We welcome Frank Schweitzer’s article, “Sociophysics” (Physics Today, February 2018, page 40), which looks back at antecedents of current physics applications to social phenomena. Schweitzer calls for overcoming challenges that derive from method-driven (physics) perspectives. To his list of examples we propose to add another: problem-driven work. We—an urban planner and two physicists—started out with social conflict, looked at its real problems, and reached for statistical mechanics tools to explore its dynamics over time.
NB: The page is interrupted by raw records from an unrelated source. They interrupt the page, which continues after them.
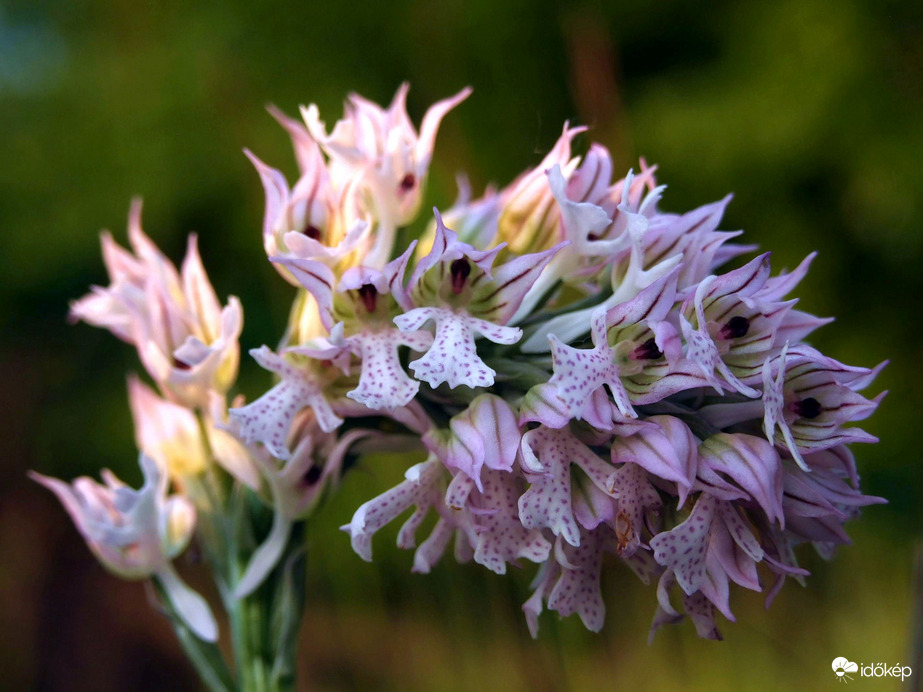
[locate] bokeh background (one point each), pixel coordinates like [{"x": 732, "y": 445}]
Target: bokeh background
[{"x": 810, "y": 111}]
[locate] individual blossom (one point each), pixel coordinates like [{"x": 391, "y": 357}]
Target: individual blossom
[
  {"x": 733, "y": 322},
  {"x": 268, "y": 420},
  {"x": 381, "y": 149},
  {"x": 295, "y": 486},
  {"x": 529, "y": 221},
  {"x": 629, "y": 268},
  {"x": 808, "y": 398},
  {"x": 136, "y": 534},
  {"x": 486, "y": 433},
  {"x": 311, "y": 220},
  {"x": 459, "y": 289},
  {"x": 167, "y": 432},
  {"x": 635, "y": 356},
  {"x": 185, "y": 339}
]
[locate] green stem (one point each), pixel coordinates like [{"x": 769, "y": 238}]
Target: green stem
[
  {"x": 205, "y": 657},
  {"x": 264, "y": 624}
]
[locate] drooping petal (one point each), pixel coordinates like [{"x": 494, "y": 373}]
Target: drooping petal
[
  {"x": 577, "y": 589},
  {"x": 419, "y": 488},
  {"x": 682, "y": 549},
  {"x": 269, "y": 418},
  {"x": 383, "y": 384},
  {"x": 453, "y": 356}
]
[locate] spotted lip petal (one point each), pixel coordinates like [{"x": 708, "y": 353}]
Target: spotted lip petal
[
  {"x": 269, "y": 419},
  {"x": 420, "y": 488},
  {"x": 499, "y": 535},
  {"x": 752, "y": 463},
  {"x": 800, "y": 376},
  {"x": 485, "y": 433}
]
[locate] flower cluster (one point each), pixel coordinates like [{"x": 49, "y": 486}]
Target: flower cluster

Social conflicts are embedded in complex systems and are themselves complex. They defy description. Moreover, rarely do we know enough about the links between cause and effect to predict outcomes or even to narrow their range meaningfully. Therefore, it is difficult for conflicting parties using negotiation, decision, and planning theories to strategize effectively.
For example, as Democrats and Republicans confront each other over climate change, security threats, and immigration policies, they harbor a range of attitudes, from total opposition toward the other group to openness about bridging differences. Similar tugs-of-war emerge at local levels around transportation and policing initiatives; at regional levels around environmental protection and conservation; and at state levels around regulatory policies. The international level also has no dearth of disputes between two ethnic groups or cross-border conflicts between two neighboring countries. While seemingly different in location, scale, stakes, decision processes, and levels of tractability, two-group conflicts are alike in dynamics.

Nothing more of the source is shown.